Secretary Bill Hogan declined to discuss discussions he had with the Prime Minister on the matter. L’Acadie Nouvelle asked the Prime Minister for a statement, but to no avail.
The opposition relieved
Liberal leader Susan Holt had opposed immersion reform proposed by the Higgs administration and promised to resume the program if elected.
“I feel relieved. I think Secretary Hogan and his team have reconsidered and decided to change the plan. I appreciate that.”
“I’m glad they finally started listening. I think public pressure was really important in this decision. It was absolutely clear that parents, teachers, students and experts said it didn’t make sense,” said Megan Mitton, Green MP.
Higgs must resign “for the good of the party,” Cardy believes
Dominic Cardy, a former education secretary who left Blaine Higgs’ cabinet in October after a disagreement with the prime minister over ending immersion, says the prime minister should resign “for the good of the party” over this failed reform. He accuses her of making decisions based on her feelings and not on facts.
“He had all the necessary data, a large file that was in front of him. He decided he had a better perspective than any of his experts.

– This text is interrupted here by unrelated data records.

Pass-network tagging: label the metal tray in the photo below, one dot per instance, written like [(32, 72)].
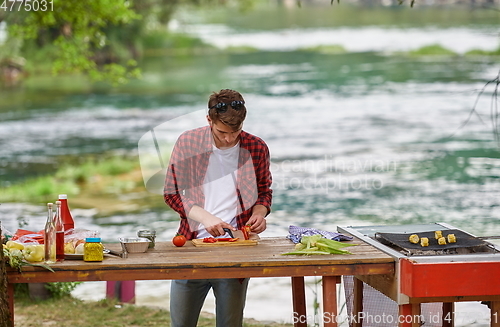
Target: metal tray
[(464, 240)]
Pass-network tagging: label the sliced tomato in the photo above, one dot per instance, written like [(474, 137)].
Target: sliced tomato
[(227, 239), (246, 231)]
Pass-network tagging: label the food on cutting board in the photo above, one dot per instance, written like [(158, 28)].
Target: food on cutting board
[(414, 239), (179, 240), (442, 241)]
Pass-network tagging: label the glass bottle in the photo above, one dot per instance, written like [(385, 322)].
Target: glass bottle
[(65, 213), (93, 249), (50, 237), (59, 233)]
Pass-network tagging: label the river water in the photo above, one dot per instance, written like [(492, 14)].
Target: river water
[(370, 136)]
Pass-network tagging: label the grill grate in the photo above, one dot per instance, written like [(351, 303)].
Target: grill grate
[(464, 241)]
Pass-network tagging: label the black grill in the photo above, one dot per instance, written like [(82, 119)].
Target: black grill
[(466, 243)]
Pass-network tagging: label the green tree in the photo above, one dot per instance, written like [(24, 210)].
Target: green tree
[(74, 30)]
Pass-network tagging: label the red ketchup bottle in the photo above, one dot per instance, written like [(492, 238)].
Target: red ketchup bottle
[(65, 213), (59, 233)]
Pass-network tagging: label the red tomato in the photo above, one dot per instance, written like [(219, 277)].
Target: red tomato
[(179, 240)]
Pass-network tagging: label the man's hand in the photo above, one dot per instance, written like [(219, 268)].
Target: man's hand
[(214, 225), (257, 220)]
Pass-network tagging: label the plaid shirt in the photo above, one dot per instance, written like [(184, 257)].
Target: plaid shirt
[(186, 175)]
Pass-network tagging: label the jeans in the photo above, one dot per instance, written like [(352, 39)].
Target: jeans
[(187, 297)]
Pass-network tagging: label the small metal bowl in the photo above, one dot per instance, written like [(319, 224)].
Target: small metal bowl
[(135, 244)]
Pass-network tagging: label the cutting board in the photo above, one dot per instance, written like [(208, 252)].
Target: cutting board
[(240, 242)]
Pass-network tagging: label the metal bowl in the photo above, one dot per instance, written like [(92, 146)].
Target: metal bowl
[(134, 244)]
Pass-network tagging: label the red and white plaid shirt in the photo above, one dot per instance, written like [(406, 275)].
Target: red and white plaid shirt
[(188, 166)]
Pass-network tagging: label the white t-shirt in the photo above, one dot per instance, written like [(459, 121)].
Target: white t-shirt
[(219, 186)]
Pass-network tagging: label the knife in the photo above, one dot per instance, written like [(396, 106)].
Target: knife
[(235, 233)]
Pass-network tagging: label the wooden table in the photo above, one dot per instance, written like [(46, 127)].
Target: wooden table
[(189, 262)]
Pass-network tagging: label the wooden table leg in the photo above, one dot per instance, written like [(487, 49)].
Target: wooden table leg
[(299, 302), (448, 314), (10, 296), (409, 315), (357, 303), (495, 313), (329, 316)]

It is now clear that he was wrong. I think a leader needs to take responsibility for these decisions.”
He also claims that the government’s about-face was not surprising.
“The Prime Minister’s efforts to eliminate French immersion this year have still been impossible. We didn’t have the human resources to do that. I’m glad the government abandoned this incredibly badly done plan.
Federal Minister for Official Languages Ginette Petitpas Taylor underscored popular mobilization during the consultations and welcomed the provincial government’s decision to reverse its decision.
“The immersion program currently offered throughout the province of New Brunswick has proven itself and brings together all the conditions conducive to learning,” she says.